Dobrando as barreiras do cooperativismo de plataforma
Apesar de todos os avanços do cooperativismo (seja de plataforma ou não) em todo o mundo, a verdade é que esse modelo encontra diversos problemas quanto maior fica ou quanto mais tempo sobrevive.
A filósofa e economista Rosa Luxemburgo disse uma vez: “Trabalhadores que formam cooperativas no campo da produção enfrentam a necessidade contraditória de se governar com o mais elevado absolutismo. Eles são obrigados a tomar, para si próprios, o papel de empreendedor capitalista – uma contradição que conta para o fracasso habitual das cooperativas de produção, que ou se tornam empreendimentos capitalistas puros ou, se os interesses dos trabalhadores continuam predominando, terminam se dissolvendo”.
Porém, apesar dessas dificuldades, de acordo com Trebor Scholz, professor associado da The New School, em Nova York, nos Estados Unidos e autor do livro Cooperativismo de plataforma, “há, entretanto, o inegável e importante efeito que as cooperativas têm em todo o sistema.

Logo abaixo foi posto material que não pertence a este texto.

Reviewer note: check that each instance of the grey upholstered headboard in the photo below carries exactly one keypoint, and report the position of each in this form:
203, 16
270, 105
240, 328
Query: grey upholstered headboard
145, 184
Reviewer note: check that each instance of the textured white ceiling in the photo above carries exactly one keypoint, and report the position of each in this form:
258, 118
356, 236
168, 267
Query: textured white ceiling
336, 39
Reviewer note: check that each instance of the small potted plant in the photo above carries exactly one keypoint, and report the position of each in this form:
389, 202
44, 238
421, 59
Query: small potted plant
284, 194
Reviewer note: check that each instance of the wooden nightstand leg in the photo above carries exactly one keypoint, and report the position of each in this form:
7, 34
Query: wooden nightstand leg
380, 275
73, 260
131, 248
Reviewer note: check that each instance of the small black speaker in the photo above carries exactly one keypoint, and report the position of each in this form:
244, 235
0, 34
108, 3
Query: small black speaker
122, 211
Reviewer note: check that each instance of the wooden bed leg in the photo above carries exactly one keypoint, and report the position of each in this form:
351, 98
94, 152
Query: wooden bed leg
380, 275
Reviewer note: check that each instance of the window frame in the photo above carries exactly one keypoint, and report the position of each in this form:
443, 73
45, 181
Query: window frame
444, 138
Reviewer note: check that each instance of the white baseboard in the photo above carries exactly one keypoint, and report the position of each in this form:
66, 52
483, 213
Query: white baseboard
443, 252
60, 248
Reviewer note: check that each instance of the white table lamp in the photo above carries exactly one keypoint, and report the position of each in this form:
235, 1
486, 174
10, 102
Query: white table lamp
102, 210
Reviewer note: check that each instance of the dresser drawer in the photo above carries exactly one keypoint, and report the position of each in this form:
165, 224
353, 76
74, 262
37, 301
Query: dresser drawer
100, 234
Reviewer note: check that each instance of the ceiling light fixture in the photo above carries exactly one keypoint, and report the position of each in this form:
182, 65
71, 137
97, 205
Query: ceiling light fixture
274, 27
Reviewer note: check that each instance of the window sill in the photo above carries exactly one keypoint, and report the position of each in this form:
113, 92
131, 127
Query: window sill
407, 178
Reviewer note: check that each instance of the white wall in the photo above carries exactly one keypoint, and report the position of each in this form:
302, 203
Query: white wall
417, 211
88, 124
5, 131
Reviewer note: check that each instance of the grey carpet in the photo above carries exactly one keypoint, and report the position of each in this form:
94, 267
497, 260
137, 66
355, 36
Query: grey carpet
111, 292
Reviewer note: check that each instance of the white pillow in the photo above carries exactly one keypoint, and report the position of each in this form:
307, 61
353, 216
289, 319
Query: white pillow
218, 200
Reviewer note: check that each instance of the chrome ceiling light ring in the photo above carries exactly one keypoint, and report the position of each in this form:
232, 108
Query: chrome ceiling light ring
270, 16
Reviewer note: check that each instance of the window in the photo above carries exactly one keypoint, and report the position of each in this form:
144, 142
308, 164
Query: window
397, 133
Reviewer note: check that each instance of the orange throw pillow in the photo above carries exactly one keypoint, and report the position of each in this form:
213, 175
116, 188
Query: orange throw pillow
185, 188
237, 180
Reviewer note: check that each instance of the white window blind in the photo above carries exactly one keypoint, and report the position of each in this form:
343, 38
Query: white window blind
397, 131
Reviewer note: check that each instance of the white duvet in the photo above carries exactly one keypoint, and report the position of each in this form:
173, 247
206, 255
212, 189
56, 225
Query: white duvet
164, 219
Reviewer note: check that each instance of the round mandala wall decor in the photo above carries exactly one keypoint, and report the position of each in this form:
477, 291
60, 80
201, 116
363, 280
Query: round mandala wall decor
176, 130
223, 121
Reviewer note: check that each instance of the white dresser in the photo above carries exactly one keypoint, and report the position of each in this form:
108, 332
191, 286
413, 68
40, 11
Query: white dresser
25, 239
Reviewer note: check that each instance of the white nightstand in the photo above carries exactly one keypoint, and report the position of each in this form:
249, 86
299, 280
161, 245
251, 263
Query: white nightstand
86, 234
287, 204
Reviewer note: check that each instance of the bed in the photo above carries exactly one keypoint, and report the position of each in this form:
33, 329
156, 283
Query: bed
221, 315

As cooperativas existentes mostraram que possuem empregos mais estáveis e proteções sociais mais confiáveis que modelos extrativos tradicionais”.
Com isso em mente, pensar em soluções que funcionem como verdadeiras cooperativas de plataforma — ao contrário das faux-op (falsas cooperativas) — pode ser um excelente caminho para termos um mercado de inovação digital mais justo para os trabalhadores, com maior impacto nas economias locais e, por fim, com capacidade de atrair mais pessoas para o segmento de tecnologia.
Daqui a vinte ou trinta anos, quando provavelmente enfrentaremos o fim das profissões e mais empregos serão “uberizados”, podemos muito bem acordar e imaginar por que não protestamos contra essas mudanças com mais força. Apesar de toda a deliciosa e caseira conveniência da “economia do compartilhamento”, podemos acabar compartilhando as sobras e não a economia. Podemos sentir remorso por não termos buscado alternativas anteriormente. Sem dúvida, não podemos mudar o que não entendemos.